Unos optan por dormir y olvidar por lo que están pasando y soñar que la vida es distinta. Otros, la mayoría, se zambullen en los celulares y se distraen para pasar el tiempo. A veces, cuando todos están sentados en la sesión ocurre algún imprevisto, un paciente se descompensa o debe ser trasladado en ambulancia.
Ayer, por ejemplo, “atado” a la máquina de hemodiálisis, un paciente leía una información que surgió en un medio: predecía que, a pesar de todos los avances médicos, en los próximos 25 años, la tasa de fallecidos por cáncer subiría a 75 %. La revista médica The Lancet agregaba datos aterradores y explicaba que entre 1990 y 2023 el número de nuevos casos se había duplicado y las muertes por cáncer habían aumentado un 74 %.
El cáncer aparece siempre como la estrella de moda en los medios, con pacientes que protestan por falta de medicamentos o los políticos que sueltan fondos para comprar costosas drogas, pero silencioso y letal, también crece –y con mayor rapidez– el número de personas que deben ser sometidas a la hemodiálisis.
En el sillón de enfrente, en la sala, está una mujer de unos 70 años. Hace meses que llega trastrabillando y con valentía ve cuando las agujas muerden su carne para iniciar el doloroso proceso. Nadie sabe lo que esconde tras su gentil sonrisa, pero esta semana un secreto fortuito dejó en evidencia un hecho que desgarra las creencias más profundas que puede soportar una madre: a pocos metros, su hija, de unos 50 años, también comenzó su tratamiento de hemodiálisis.
A la primera bomba, que le había caído encima y que tenía que aceptar para no morir, ahora le tocaba una segunda, la de su hija. Ambas, en silencio, son sometidas a esas máquinas porque sus riñones ya no funcionan. ¿Mala suerte? ¿Factor de ADN? No.
Aunque no hay muchos datos estadísticos, en una página del Ministerio de Salud Pública de 2016 advertía que el número de pacientes dializados había crecido 24 % con relación al 2015 y habían pasado de 726 a contar con 900 personas que accedían a tratamiento de diálisis. En 2016 había unas 1.300 personas con insuficiencia renal, de las cuales 69 % absorbía Salud Pública y el resto se distribuía en seguridad social, Sanidad Policial y Militar.
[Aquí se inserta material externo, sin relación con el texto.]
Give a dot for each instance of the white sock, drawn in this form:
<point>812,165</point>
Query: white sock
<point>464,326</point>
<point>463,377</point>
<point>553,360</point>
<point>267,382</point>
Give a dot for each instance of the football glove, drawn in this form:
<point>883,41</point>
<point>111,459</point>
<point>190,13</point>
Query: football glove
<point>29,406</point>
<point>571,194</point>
Según datos de Salud Pública, el número de pacientes que se dializaban en 2015 pasó de 726 a 2.300 en 2024, es decir, en apenas 9 años hubo un incremento del 216,9 %. A este ritmo, no es de extrañar que cada vez haya más pacientes renales, pero ¿por qué tantos y en tan poco tiempo?
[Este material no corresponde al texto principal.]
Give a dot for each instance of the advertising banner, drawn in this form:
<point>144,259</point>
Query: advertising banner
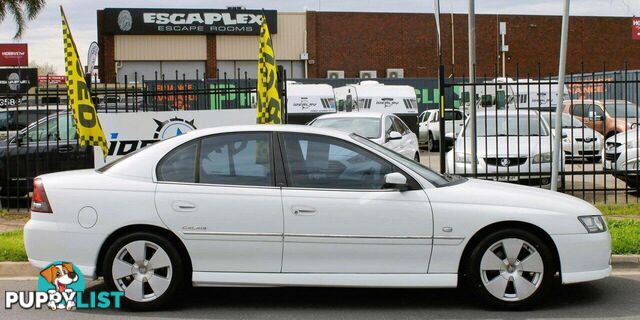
<point>129,131</point>
<point>14,55</point>
<point>187,21</point>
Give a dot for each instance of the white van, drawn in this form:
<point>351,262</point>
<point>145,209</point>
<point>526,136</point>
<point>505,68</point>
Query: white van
<point>374,96</point>
<point>310,98</point>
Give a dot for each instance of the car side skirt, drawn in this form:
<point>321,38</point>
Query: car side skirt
<point>212,279</point>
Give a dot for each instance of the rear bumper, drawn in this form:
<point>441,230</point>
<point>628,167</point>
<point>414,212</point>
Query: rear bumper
<point>584,257</point>
<point>44,243</point>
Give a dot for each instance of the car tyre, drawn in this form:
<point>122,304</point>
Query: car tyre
<point>147,267</point>
<point>511,269</point>
<point>431,143</point>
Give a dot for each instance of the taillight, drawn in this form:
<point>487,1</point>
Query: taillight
<point>39,201</point>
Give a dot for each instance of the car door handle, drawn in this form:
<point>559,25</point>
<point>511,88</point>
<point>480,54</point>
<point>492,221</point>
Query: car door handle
<point>183,206</point>
<point>303,211</point>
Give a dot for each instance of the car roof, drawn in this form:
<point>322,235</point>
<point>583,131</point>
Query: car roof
<point>355,114</point>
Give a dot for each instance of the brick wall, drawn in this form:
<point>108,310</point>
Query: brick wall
<point>376,41</point>
<point>106,55</point>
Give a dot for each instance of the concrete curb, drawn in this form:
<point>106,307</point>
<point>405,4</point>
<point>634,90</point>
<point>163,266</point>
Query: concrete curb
<point>25,269</point>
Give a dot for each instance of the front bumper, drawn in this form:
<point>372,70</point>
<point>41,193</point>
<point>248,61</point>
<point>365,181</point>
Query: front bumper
<point>584,257</point>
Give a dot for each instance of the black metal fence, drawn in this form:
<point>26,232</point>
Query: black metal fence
<point>515,120</point>
<point>38,136</point>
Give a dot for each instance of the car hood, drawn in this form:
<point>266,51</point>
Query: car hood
<point>498,146</point>
<point>625,137</point>
<point>518,196</point>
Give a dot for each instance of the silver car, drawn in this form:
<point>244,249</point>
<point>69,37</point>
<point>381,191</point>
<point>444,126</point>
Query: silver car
<point>512,146</point>
<point>622,156</point>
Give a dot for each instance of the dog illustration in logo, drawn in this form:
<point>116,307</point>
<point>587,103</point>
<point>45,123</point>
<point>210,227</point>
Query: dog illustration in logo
<point>60,276</point>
Las bombas que caen ya no son esporádicas. Algo silencioso está ocurriendo, no solo aumentan las patologías de cáncer, sino que muchos más casos de enfermos renales se disparan cada día y no hay una explicación valedera de los motivos.
Ya no basta con aumentar el presupuesto para comprar “más medicamentos para cáncer”, ese planteamiento está desfasado. El número de máquinas dializadoras con sus insumos también aumentó y debe de replantearse de manera urgente el sistema de trasplante, uno de los índices más bajos del país.
Lo que ocurre hoy es real. Mañana les toca diálisis a ambas mujeres, madre e hija, de 70 y 50 años. Pero las bombas siguen cayendo y esta vez te puede tocar a vos, a tu pareja, o a tu propia hija como el caso que tenemos hoy. Lastimosamente, mientras que no te toca no te importa. Pero después es tarde.